Derivation of Lymphoid Lineage Cells from Human Embryonic Stem Cells on Co-Culture in OP9 and OP9DL1 Stromal Cells.

We have been able to direct the differentiation of CD34^pos cells derived from H9 and H7 hESCs toward lymphoid lineages using OP9 or OP9DL1 feeder layers. OP9 and OP9DL1 stromal cell lines are consistently better than S17 or OP9-jagged in inducing hESC-derived CD34^pos cells at different time points in culture. By day 14 in culture, about 8.7% and 7.9% of differentiated H9 hES cells harvested from co-cultures in OP9 or OP9DL1 respectively were CD34^pos. The CD34^pos cells in these cultures were enriched for by magnetic sorting. The clonogenic potential of differentiated hES cell suspensions and of sorted CD34^pos cells were determined using methylcellulose colony assays. The highest clonogenic potential was noted after 18 days in co-culture when we obtained 142 +/− 31 and 218 +/− 38 colonies per million cells plated from OP9 and OP9DL1. Selection for CD34^pos cells enriched the clonogenic activity 27-fold.
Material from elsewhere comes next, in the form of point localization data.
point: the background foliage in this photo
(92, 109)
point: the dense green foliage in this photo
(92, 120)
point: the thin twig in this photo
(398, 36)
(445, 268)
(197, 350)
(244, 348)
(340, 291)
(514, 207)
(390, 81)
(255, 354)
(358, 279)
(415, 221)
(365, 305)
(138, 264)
Morphologic analyses of representative colonies from the methylcellulose cultures showed cells of the erythroid, myeloid, lymphoid and megakaryocytic lineages were generated. Directed differentiation of CD34^pos cells towards lymphoid lineages was initiated by replating the sorted CD34^pos cells onto irradiated OP9 or OP9DL1 stromal cells supplemented with stem cell factor (SCF), IL3, IL7 and Flt3L. Under these conditions, B lineage (CD19^pos) and myeloid lineage (CD14^pos or CD15^pos) cells were observed when CD34^pos cells were grown in OP9, and T lineage cells were observed when CD34^pos cells were grown in OP9DL1. CD4^posCD8^pos cells were evident after 12 days of secondary culture in OP9DL1 and were prominent by day 20. Only a few of the CD4^pos, CD8^pos and CD4^posCD8^pos cells, however, were noted to be CD3^pos. Addition of SCF + IL3, SCF + Flt3L, or SCF + Flt3L + IL7 at initiation of hESC differentiation increased the percentage of CD34^pos cells and/ or increased the hematopoietic (clonogenic) potential of sorted CD34^pos cells. CD34^pos cells derived from hESCs grown in OP9DL1 for 14 days and replated in OP9DL1 supplemented with Flt3L + IL7 +/− SCF generated the highest percentages of CD4^posCD8^pos cells. Additional phenotypic analyses and functional studies of sorted CD4^pos, CD8^pos and CD4^posCD8^pos cells generated from these cultures are needed to further characterize their lymphoid properties.